# Analyzing a company's email network

In [1]:
# Importing libraries
import networkx as nx
import pandas as pd
import numpy as np
import pickle
from sklearn.neighbors import KNeighborsClassifier
from sklearn.linear_model import LogisticRegression
from sklearn.svm import SVC
from sklearn.model_selection import train_test_split
from sklearn.preprocessing import StandardScaler
from sklearn.metrics import roc_curve, auc

## Company Emails

In this project we will be workking with a company's email network where each node corresponds to a person at the company, and each edge indicates that at least one email has been sent between two people.

The network also contains the node attributes `Department` and `ManagmentSalary`.

`Department` indicates the department in the company which the person belongs to, and `ManagmentSalary` indicates whether that person is receiving a managment position salary.

In [21]:
# Loading the graph
G = nx.read_gpickle('email_prediction.txt')

# Printing graph info
print(nx.info(G))

Name: 
Type: Graph
Number of nodes: 1005
Number of edges: 16706
Average degree:  33.2458


### Salary Prediction

Using network `G`, we will identify the people in the network with missing values for the node attribute `ManagementSalary` and predict whether or not these individuals are receiving a managment position salary.

To accomplish this, we will need to create a matrix of node features using networkx, train a sklearn classifier on nodes that have `ManagementSalary` data, and predict a probability of the node receiving a managment salary for nodes where `ManagementSalary` is missing.

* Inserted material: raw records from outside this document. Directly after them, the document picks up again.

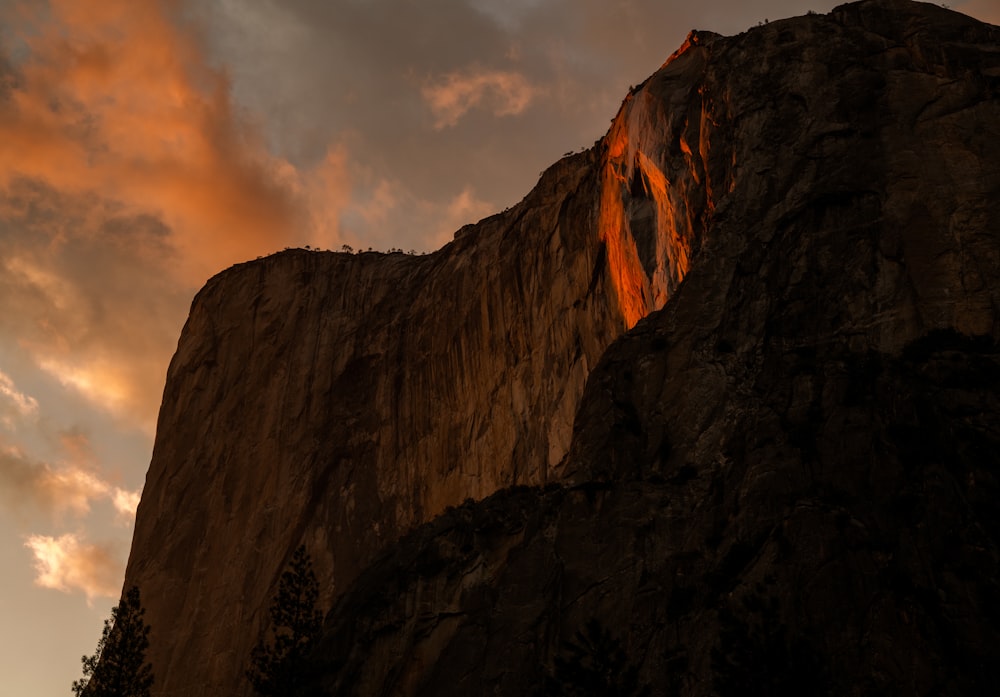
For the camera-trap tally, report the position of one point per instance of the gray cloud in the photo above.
(363, 75)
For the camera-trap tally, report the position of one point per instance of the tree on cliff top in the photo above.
(279, 667)
(118, 668)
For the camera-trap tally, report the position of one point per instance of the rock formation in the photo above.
(797, 205)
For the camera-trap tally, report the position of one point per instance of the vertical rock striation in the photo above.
(825, 187)
(339, 400)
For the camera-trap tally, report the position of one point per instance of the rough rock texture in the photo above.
(786, 481)
(827, 189)
(339, 400)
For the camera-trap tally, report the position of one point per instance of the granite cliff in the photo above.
(787, 458)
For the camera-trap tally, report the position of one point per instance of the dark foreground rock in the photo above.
(783, 480)
(786, 481)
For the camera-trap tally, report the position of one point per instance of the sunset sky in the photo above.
(145, 146)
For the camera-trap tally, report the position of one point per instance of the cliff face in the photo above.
(785, 481)
(827, 189)
(338, 400)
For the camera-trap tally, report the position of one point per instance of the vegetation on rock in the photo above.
(118, 668)
(279, 666)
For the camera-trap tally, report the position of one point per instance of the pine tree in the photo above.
(279, 667)
(118, 668)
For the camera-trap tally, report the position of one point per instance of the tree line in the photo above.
(278, 663)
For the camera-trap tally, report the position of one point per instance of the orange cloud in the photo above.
(14, 404)
(128, 178)
(116, 98)
(58, 490)
(67, 563)
(505, 93)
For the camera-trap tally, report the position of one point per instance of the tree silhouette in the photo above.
(118, 668)
(279, 667)
(594, 664)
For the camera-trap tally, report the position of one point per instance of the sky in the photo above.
(145, 145)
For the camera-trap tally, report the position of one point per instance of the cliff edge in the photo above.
(794, 205)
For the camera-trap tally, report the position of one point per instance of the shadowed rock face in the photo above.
(827, 189)
(339, 400)
(786, 480)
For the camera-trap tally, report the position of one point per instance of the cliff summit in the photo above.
(725, 385)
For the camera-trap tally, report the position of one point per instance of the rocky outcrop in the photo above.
(338, 400)
(803, 201)
(785, 481)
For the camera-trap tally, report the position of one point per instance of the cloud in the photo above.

Our predictions will need to be given as the probability that the corresponding employee is receiving a managment position salary.

The evaluation metric for this project is the Area Under the ROC Curve (AUC).

In [175]:
def salary_predictions():
    
    '''
        Description: This function calculates the probability of an employee being receiving a management salary.
        
        Args:
            - N/A
        
        Returns: 
            - predictions (Series): the list of probability of the employee being receiving a management salary
    '''
    
    # A list to store graph properties
    mngnt_salary = []

    # Iterating over the graph nodes
    for item in G.nodes_iter(data=True):
        # Storing the values for each node
        mngnt_salary.append({'Department':item[1]['Department'], 'ManagementSalary': item[1]['ManagementSalary']})
    # Creating a dataframe from list
    df_salary = pd.DataFrame(mngnt_salary)

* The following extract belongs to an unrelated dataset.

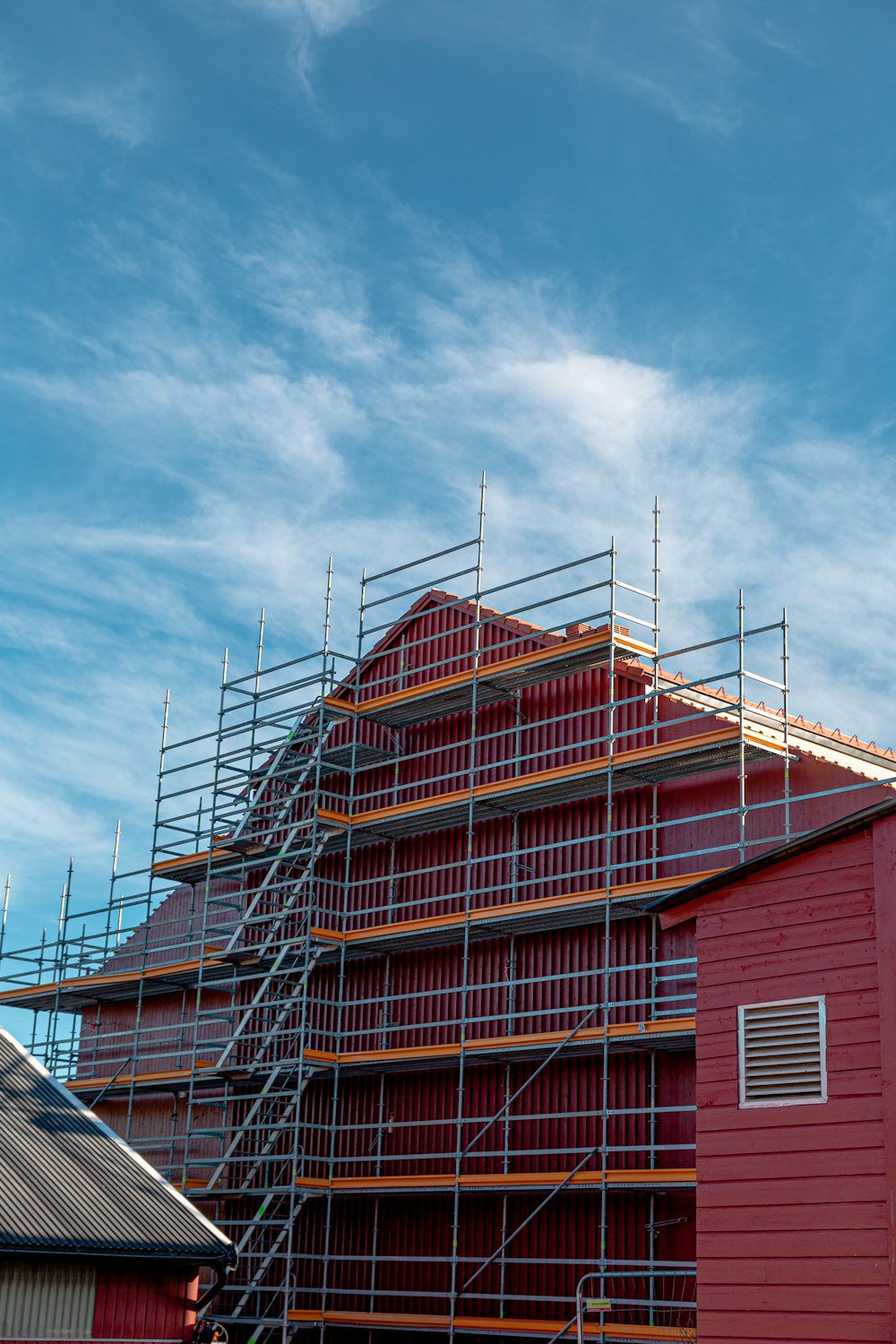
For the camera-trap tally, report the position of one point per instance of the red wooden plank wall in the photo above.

    # Creating a column with 'clustering' graph property
    df_salary['clustering'] = pd.Series(nx.clustering(G))
    
    # Creating a column with 'degree' graph property
    df_salary['degree'] = pd.Series(G.degree())
    
    # Creating a column with 'closeness_centrality' graph property
    df_salary['closeness'] = pd.Series(nx.closeness_centrality(G))
    
    # Creating a column with 'betweenness_centrality' graph property
    df_salary['betweness'] = pd.Series(nx.betweenness_centrality(G))

    # Cloning the original dataframe
    df_missing = df_salary.copy()
    
    # Filtering the entries where 'ManagementSalary' is missing
    df_missing = df_missing[np.isnan(df_missing['ManagementSalary'])]
    
    # Drop NA values
    df_salary.dropna(inplace=True)
    
    # Selecting X features
    X = df_salary[['clustering', 'degree', 'closeness',
       'betweness']]
    
    # Selecting target feature
    y = df_salary['ManagementSalary']

    # Selecting employees which we want to predict the salary
    X_pred = df_missing[['clustering', 'degree', 'closeness',
           'betweness']]

    # Splitting data into train and test
    X_train, X_test, y_train, y_test = train_test_split(X, y, random_state=42)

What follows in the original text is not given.